Todavía queda fresco en la memoria el médico de familia –que era más tío que doctor- cuando acudía a las casas ante el menor padecimiento y recetaba cuanto fuera necesario para cualquier miembro del hogar, desde el niño por el que se le llamaba, hasta la madre o el pariente mayor. Bastaba un jarabe mágico que con dos cucharadas mejoraba la fiebre, el dolor de barriga o la inapetencia.

Los tiempos han cambiado y el médico general ha devenido en obsoleto -porque se consideraba que sabía de todo y de nada, al mismo tiempo- y dio paso a los especialistas para diagnósticos más exactos, certeros y actualizados en el amplio mundo de la salud. Sin embargo, la aspiración a la excelencia y los nuevos descubrimientos de la ciencia para el bienestar, han colocado a los pacientes en un vía crucis de consultas en el que cada padecimiento los somete a otra estación, en la búsqueda del tratamiento adecuado, mediando entre recorridos múltiples exámenes de laboratorio, resonancia, radiográficos o sonográficos que convierten la consulta en una carrera de relevo en la que se sabe cuándo se comienza, pero nunca cómo se termina.

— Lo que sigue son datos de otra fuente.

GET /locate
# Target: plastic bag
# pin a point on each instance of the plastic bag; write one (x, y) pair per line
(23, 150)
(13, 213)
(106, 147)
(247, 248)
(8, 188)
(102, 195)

En ese laberinto que arranca con una molestia de origen desconocido, cada resultado remite a un hallazgo que escapa a la competencia del galeno que lo recomendó quien, a su vez, lo referirá a otro y ese, a uno nuevo, hasta el infinito o hasta que, a fuerza de tanto circular, el paciente asuma estoicamente su padecimiento como forma de vida. Solo le queda resignarse, cansado de ingerir medicamentos y visitas a consultorios, entre cardiólogos, nefrólogos, endocrinólogos, gastroenterólogos, hematólogos, hepatólogos, ginecólogos o urólogos que lo hacen rodar como pieza de billar para rehuir al cirujano, como el jugador a la bola negra.

Entonces, ese leve dolor de espalda, que no se sabe si es muscular, óseo o de las articulaciones, desencadena en visitas al reumatólogo, traumatólogo, ortopeda o neurólogo, y cualquier otro con ese sufijo, para que, al final, le indiquen que todo es emocional a causa del estrés y que debe atender su salud mental. Esta recomendación le hará navegar entre psicólogos, psiquiatras y terapistas de la conducta que, después de escuchar sus desahogos por varias sesiones, le sugieren que deje sus problemas de lado. Como si evadir los compromisos diarios fuera sencillo y atendiendo lo recomendado, solo tendría que mudarse a Júpiter o a otro planeta lejano para dedicarse, por su bien, a la contemplación de la naturaleza circundante, cual filósofo de la antigüedad, con una túnica y una corona de olivo en la cabeza que, talvez no hará desaparecer sus crisis existenciales, pero sí las visitas médicas.